The sources further said that following a two-hour meeting held behind closed doors on Monday, January 20, it was allegedly agreed upon for the Minister’s legal team to file an application. The purpose of the application was to request the Court to enable the Minister to file a petition for reconsideration of the Court’s decision suspending her for six months from the practice of law “directly or indirectly.”
According to our sources, the effect of filing the petition would have allegedly suspended the enforcement of the suspension until the Court determines the merits of the petition.
Following the Monday meeting, a legal expert speculated to the Observer that progress was being made toward an amicable resolution of this matter.
Since the rendering of its decision on January 10, efforts have been made by Minister Tah and her legal team to try and resolve the impasse but the Court has maintained its stance.
Delivering the High Court’s decision Thursday, Chief Justice Francis Korkpor declared: “The Full Bench of the Court has agreed not to grant the application for re-argument or re-consideration filed by the Justice Minister and Attorney General, Christiana P. Tah. Her suspension hereby stands and it is so ordered.”
According to legal experts, the law provides that a person held in contempt by the Supreme Court has the opportunity to appeal for a re-argument or re-consideration to the Full Bench of the Court within the period of three days for their case to be reheard. Unfortunately, that did not happen in the case of Minister Tah for her case to be reheard; even though her legal team had filed the petition after 11 days following the suspension. But following the closed-door meeting, our sources said if the Court did not want to hear her, it should have rejected her request for filing a petition, but since it agreed then it should have allowed her a hearing.

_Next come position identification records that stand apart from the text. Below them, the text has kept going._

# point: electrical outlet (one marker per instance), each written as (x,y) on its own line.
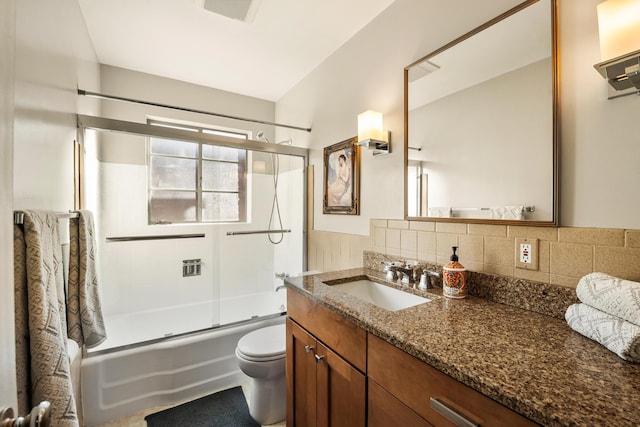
(527,254)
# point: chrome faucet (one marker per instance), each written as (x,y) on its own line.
(399,270)
(427,278)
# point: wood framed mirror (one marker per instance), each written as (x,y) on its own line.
(481,123)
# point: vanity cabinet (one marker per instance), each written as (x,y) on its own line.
(326,361)
(436,398)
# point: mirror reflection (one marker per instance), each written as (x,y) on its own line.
(481,125)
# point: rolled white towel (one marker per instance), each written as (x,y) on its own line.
(619,336)
(440,211)
(612,295)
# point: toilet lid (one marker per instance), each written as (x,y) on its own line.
(265,343)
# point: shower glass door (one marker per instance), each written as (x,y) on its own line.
(197,243)
(257,254)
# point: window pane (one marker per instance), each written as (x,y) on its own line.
(219,176)
(174,148)
(171,172)
(172,206)
(214,152)
(220,207)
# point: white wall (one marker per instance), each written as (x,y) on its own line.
(54,56)
(7,335)
(599,142)
(45,53)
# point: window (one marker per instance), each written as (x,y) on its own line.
(196,181)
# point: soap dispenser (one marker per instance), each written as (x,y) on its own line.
(454,278)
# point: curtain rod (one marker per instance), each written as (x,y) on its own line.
(190,110)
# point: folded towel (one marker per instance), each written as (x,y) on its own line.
(612,295)
(507,212)
(440,211)
(84,310)
(619,336)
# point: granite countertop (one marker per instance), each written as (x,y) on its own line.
(534,364)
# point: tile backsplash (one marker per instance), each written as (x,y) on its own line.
(565,253)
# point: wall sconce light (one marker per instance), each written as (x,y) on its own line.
(619,30)
(371,134)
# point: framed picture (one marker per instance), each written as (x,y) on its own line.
(342,178)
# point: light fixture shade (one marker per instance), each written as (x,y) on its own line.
(370,126)
(619,27)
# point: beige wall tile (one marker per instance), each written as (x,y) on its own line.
(619,262)
(544,256)
(571,259)
(393,252)
(488,230)
(379,223)
(566,281)
(427,242)
(392,238)
(471,249)
(498,269)
(499,251)
(473,266)
(632,238)
(379,236)
(379,249)
(541,233)
(451,227)
(427,257)
(593,236)
(422,226)
(409,240)
(397,223)
(409,255)
(444,242)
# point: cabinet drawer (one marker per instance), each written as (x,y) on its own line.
(340,334)
(415,383)
(385,410)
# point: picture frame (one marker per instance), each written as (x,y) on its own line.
(342,178)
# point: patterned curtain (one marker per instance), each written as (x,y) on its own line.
(41,332)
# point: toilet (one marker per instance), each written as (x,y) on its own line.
(261,356)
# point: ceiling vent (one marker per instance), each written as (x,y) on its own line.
(241,10)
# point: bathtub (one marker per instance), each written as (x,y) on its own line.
(120,382)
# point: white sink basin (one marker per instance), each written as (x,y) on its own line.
(383,296)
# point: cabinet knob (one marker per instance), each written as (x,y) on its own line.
(451,414)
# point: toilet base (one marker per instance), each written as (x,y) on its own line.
(267,400)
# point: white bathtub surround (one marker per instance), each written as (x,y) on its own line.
(122,383)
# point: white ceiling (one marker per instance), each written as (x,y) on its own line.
(263,56)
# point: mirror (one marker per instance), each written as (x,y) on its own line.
(481,124)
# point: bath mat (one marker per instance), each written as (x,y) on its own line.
(226,408)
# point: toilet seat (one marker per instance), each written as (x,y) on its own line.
(263,345)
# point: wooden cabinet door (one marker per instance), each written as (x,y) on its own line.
(341,391)
(301,377)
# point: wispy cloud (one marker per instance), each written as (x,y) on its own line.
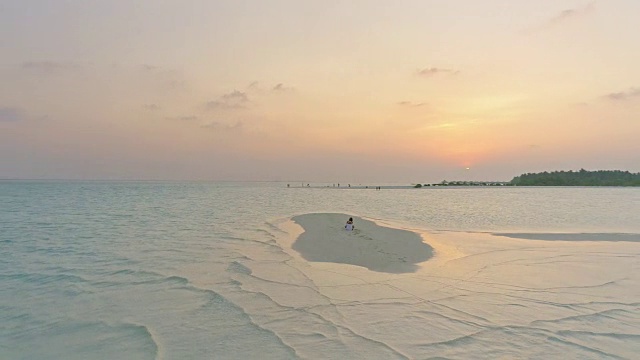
(624,95)
(151,107)
(182,118)
(562,17)
(571,13)
(50,67)
(215,125)
(148,67)
(10,114)
(233,100)
(282,88)
(410,104)
(433,71)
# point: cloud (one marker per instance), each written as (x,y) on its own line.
(233,100)
(182,118)
(433,71)
(624,95)
(410,104)
(50,67)
(571,13)
(8,114)
(281,88)
(149,67)
(223,127)
(151,107)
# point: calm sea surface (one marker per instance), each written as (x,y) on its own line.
(140,270)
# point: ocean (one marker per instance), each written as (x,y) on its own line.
(198,270)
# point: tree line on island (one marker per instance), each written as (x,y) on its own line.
(579,178)
(558,178)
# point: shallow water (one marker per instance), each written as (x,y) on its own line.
(146,270)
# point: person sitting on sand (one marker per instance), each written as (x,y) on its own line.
(349,225)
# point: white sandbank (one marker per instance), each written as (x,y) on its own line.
(369,245)
(465,295)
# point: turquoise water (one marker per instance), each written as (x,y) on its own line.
(144,270)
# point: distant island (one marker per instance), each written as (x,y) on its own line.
(578,178)
(557,178)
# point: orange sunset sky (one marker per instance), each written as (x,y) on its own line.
(336,91)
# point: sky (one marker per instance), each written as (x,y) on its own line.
(327,91)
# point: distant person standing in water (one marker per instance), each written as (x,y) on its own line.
(349,225)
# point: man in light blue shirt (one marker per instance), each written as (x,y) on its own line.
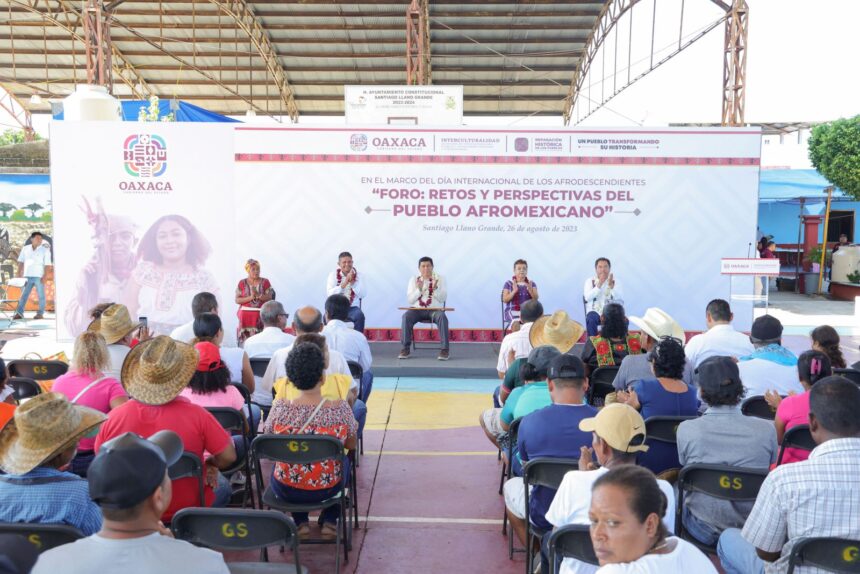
(33,261)
(347,341)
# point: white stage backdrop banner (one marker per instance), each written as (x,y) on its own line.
(664,205)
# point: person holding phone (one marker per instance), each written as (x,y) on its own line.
(597,292)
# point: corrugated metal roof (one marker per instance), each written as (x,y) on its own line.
(515,57)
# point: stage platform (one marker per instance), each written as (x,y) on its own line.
(468,361)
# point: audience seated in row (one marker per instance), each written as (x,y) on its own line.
(347,341)
(129,482)
(812,366)
(770,367)
(553,432)
(311,413)
(720,339)
(627,532)
(336,386)
(35,445)
(617,437)
(154,374)
(817,497)
(664,394)
(722,435)
(613,343)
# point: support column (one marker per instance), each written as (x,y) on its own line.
(810,236)
(735,64)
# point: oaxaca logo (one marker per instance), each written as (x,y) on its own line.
(358,142)
(145,155)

Some legal minds have said this is not a good precedent for justice given our fragile democracy.
The Observer understands that Justice Minister Tah, who is cognizant of the statute, did not sit supinely or just ignore the law but was waiting on her legal team, including astute lawyer Varney Sherman.
Cllr. Sherman had blamed the delay on her being a political appointee and “those who appointed her were responsible for the delay.”
He pleaded with the Justices that her action was not deliberate.
However the Full Bench decided to enforce its stance.
A few days following the Chief Justice’s pronouncement of Minister Tah’s suspension, President Ellen Johnson Sirleaf, in her very wise mind, and not wanting any constitutional conflict with the Judicial Branch of government, said in a release from her office, that she took note of the Supreme Court’s decision. The President stated that she was holding consultations with eminent lawyers and legal professionals, including former Chief Justices and former Associate Justices of the Supreme Court, to fully comprehend the implications of the Court’s decision, especially as it relates to the executive powers of the President. Liberians are still awaiting a reaction from the President on this decision.
The Court has maintained that the role played by Justice Minister Tah in releasing Rodney D. Sieh from prison as well as her persistent affront to the Court, as demonstrated by her refusal to reverse the action, formed the basis for the contempt proceedings.
However, Minister Tah maintains that she granted Mr. Rodney Sieh “Compassionate Leave” for medical reasons, based on the law.